Rising Expectations for a ‘Fed Put’ Amid Market Volatility
The $29 trillion U.S. Treasury market is a cornerstone of the global financial system. Central banks and major financial institutions worldwide rely heavily on U.S. Treasuries, with short-term bonds often treated as cash equivalents. The selloff signals a loss of trust in U.S. fiscal stability, with concerns mounting that Trump’s tariff policies could destabilize global supply chains and weaken America’s economic fundamentals.

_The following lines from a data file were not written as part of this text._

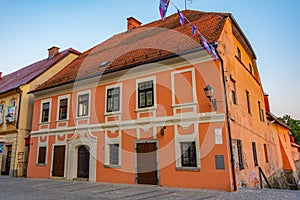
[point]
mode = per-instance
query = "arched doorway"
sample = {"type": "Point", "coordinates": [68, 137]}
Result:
{"type": "Point", "coordinates": [83, 162]}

Investors are now counting on a “Fed put”—expecting the Federal Reserve to step in and stabilize the market. The surge in long-term yields has been largely attributed to basis trading dislocations, including margin calls and forced liquidations between spot and futures markets.
On April 11, Federal Reserve Bank of Boston President Susan Collins told the Financial Times, “The Fed is absolutely ready to help stabilize markets if needed.” She acknowledged no current liquidity concerns but affirmed the Fed has tools ready to address any breakdowns in market function or liquidity.
At the White House, press secretary Caroline Leavitt also sought to reassure markets, stating that Treasury Secretary Scott Besant is “closely monitoring the bond market” and is prepared to act if necessary. Talks of reopening negotiations with China further contributed to calming investor anxiety.

At Worst, Even U.S. Reserve Currency Status Could Be at Risk
As tariff tensions escalate, economists warn of ripple effects through inflation, monetary policy, and global trade:
Import Inflation: Tariffs raise import prices, reducing real incomes, which can lead to consumer pullback and economic slowdown.
Policy Constraint: Rising inflation from tariffs may hamper the Fed’s ability to cut rates, undermining efforts to stimulate the economy.
Reduced Trade and Output: Higher tariffs suppress manufacturing and global trade volumes, dragging down global growth.
Negative Wealth Effect: Stock market declines could reduce household wealth, dampening consumption and slowing growth further.
In a worst-case scenario, the U.S. could even lose its status as the world’s reserve currency issuer. Former Treasury Secretary Lawrence Summers warned that America may be facing its “Suez Moment”—a reference to the 1956 Suez Canal crisis, which saw Britain forced to retreat militarily and economically, ultimately ceding its global leadership role and the pound’s reserve status.
Summers cautioned that if Trump continues to escalate the trade war, the U.S. could risk repeating Britain’s fall from hegemonic power.